The New York City Department of Consumer and Worker Protection (DCWP) is zeroing in on tobacco retailer enforcement, reaching a $1 million milestone in civil penalties collected since March 1, according to the agency.
On Tuesday a DCWP inspector, who asked not to be named to ensure he is not recognized during future inspections, made a surprise visit to a newsstand inside of 199 Water Street.

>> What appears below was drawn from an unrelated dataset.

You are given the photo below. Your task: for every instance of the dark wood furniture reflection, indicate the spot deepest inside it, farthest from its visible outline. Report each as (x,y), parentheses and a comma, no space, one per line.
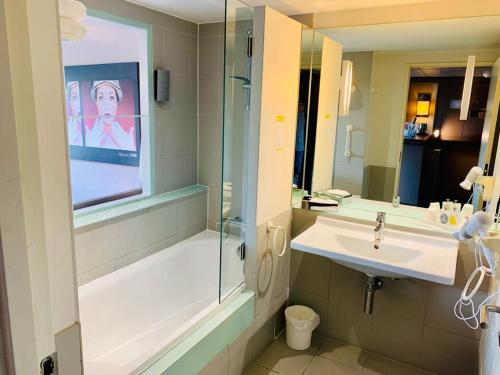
(432,168)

Posing as a customer, the inspector requested flavored E-cigarettes from the Lower Manhattan clerk before revealing his official title.

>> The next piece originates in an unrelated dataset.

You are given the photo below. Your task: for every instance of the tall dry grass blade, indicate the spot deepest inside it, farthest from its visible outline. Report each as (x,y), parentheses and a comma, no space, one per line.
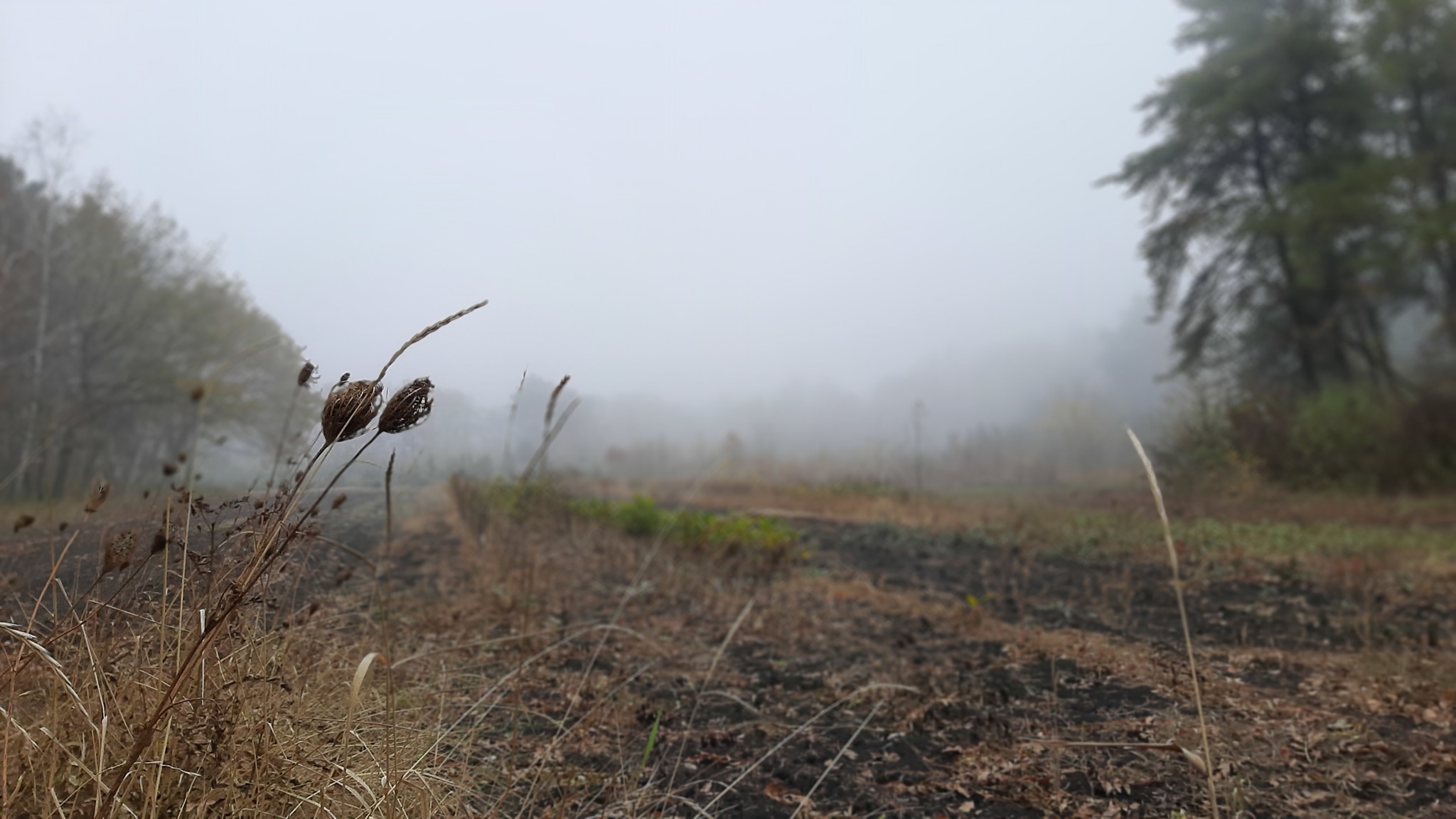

“I was asking for flavored E-cigarettes, which are not allowed in New York City because it was determined that those flavors were generally marketed towards children,” the inspector told amNewYork Metro.
Examining everything from tobacco products to the expiration date of medication, the inspector found a violation in plastic straws—something that, according to the inspector, should be stored behind the counter since they are not biodegradable.

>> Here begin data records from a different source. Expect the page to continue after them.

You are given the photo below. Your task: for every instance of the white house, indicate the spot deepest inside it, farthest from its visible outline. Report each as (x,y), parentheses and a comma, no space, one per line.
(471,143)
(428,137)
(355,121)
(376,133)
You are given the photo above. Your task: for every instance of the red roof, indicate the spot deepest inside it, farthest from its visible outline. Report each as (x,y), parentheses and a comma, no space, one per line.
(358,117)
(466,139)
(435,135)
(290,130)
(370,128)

This latest inspection comes amidst a ramped-up enforcement effort by the DCWP to cut down on illicit business dealings in everything from newsstands to supermarkets and even hair salons, with a special emphasis being placed to protect children from harmful products. Yet with the rise in thefts and robberies in storefronts like smoke shops, some businesses have started housing weapons, and inspectors face danger when carrying out their duties.
“It’s part of the job, it’s a risk that we face with every inspection, because it’s really unknown whether the business will be cordial or there’ll be very aggressive towards us,” the inspector explained. “The number one rule in this job is you have to look out for your own personal safety. And if you ever are menaced by any stretch, you definitely have to call 911 to protect yourself.
Still the city agency says it is undeterred, doubling down on inspections and pledging to hold violators accountable. Since March 1 this year, DCWP reported that they shut down over 50 unlicensed smoke shops, collecting more than $1,000,000 in penalties. They also state that tobacco retailers have dropped thanks to cigarette prices rising from $10.50 in 2017 to $13, creating a higher minimum price for all other tobacco products.
DCWP Commissioner Vilda Vera Mayuga charged that these inspections have only become more important since the legalization of recreational cannabis to ensure the public, and especially children, are kept safe.
“As a mother of two growing children and knowing the dangers that addictive nicotine products pose for our kids, I understand the concerns when an illegal smoke shop pops up in the neighborhood. At DCWP, we take seriously our role in protecting the health and safety of our neighbors in my community—and yours. We strive to build a culture of compliance with our city’s laws, but we will not hesitate to take action against a business illegally selling tobacco and nicotine products,” Mayuga said.